A union representing workers employed by the state, including the Economy Ministry, is demanding a pay rise of 35 percent, according to a poster on the wall inside the ministry.

Police officers in Cordoba, Argentina’s second-largest city, went on strike in December and only agreed to resume their duties after a 33 percent wage increase. Their absence from the streets sparked looting in which at least two people died. The strikes spread to other provinces, leaving at least six more people dead.

IMF ‘Dictatorship’

Former Interior Commerce Secretary Guillermo Moreno in 2011 fined private consulting firms that published inflation estimates that contradicted government data. To protect the economists, opposition lawmakers began publishing their surveys without naming them.

Relations between the IMF and Argentina deteriorated after the 2001 default. Nestor Kirchner, Fernandez’s predecessor and late husband, blamed the IMF “dictatorship” for leading the country into an economic crisis that culminated in the halt of payments.

Since canceling its $9.8 billion of debt to the IMF in 2006, the government hasn’t allowed the fund to conduct an article IV review of its finances, as it does in other member countries.

‘Intense Dialogue’

IMF Managing Director Christine Lagarde said in an interview with CNN en Espanol on November 10 that progress was being made with Argentina and she hoped the nation would deliver on its commitment to improve its statistics reporting.
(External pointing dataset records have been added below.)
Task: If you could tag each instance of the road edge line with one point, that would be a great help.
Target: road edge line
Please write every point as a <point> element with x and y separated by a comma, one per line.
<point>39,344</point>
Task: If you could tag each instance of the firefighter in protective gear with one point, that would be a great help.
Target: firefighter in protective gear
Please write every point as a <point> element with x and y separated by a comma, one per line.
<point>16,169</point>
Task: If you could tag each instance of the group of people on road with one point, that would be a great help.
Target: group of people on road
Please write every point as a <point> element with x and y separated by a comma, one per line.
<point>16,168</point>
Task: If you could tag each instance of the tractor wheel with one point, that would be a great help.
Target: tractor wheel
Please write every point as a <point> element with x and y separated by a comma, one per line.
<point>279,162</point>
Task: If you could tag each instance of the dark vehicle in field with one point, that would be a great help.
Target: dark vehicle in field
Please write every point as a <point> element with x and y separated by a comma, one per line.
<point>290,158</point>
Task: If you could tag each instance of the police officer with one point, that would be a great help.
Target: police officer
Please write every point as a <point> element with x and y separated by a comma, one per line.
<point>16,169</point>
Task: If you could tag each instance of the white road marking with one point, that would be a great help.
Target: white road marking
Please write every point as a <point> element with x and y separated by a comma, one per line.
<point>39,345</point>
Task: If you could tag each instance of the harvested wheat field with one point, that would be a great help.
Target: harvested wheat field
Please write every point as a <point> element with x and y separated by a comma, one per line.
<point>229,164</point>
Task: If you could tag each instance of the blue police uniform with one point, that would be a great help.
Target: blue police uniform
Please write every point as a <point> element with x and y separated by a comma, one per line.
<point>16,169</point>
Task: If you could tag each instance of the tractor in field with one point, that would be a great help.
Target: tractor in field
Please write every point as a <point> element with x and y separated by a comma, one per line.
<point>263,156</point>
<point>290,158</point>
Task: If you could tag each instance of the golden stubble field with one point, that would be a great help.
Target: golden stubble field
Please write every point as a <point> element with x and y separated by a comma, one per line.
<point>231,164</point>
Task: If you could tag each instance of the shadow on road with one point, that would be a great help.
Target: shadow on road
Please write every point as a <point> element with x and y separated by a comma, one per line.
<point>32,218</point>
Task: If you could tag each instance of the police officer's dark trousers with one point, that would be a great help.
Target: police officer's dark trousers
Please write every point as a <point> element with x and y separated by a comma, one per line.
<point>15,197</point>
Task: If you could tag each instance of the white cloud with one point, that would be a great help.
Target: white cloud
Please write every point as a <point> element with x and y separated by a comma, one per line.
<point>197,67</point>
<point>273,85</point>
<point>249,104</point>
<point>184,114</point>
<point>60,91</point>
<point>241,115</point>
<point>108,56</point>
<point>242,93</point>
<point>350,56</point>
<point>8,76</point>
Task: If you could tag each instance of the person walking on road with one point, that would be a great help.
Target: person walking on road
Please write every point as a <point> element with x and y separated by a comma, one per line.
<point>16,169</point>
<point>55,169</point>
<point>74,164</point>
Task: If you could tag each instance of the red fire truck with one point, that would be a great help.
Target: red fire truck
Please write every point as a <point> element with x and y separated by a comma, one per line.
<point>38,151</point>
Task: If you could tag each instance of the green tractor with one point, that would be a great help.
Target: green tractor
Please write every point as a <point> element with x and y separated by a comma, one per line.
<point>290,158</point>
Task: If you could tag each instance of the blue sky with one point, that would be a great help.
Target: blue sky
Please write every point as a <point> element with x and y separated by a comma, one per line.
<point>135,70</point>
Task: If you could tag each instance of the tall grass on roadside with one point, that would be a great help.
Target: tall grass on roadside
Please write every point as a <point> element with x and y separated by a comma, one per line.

The IMF had a “very intense dialogue” with Argentine officials last year and was able to ask many questions about the new index, Alejandro Werner, director of the IMF’s Western Hemisphere Department, said November 14.

The number reported by the new index adds to other measures such as persuading farmers to sell their stock of soy that has been seen as positive by the market, said Hernan Yellati, the head of research at BancTrust & Co.

“The credibility that was lost after lying since 2007 won’t be won over with a single number but the first number does makes sense,” Yellati said by telephone. “It’s a good sign.”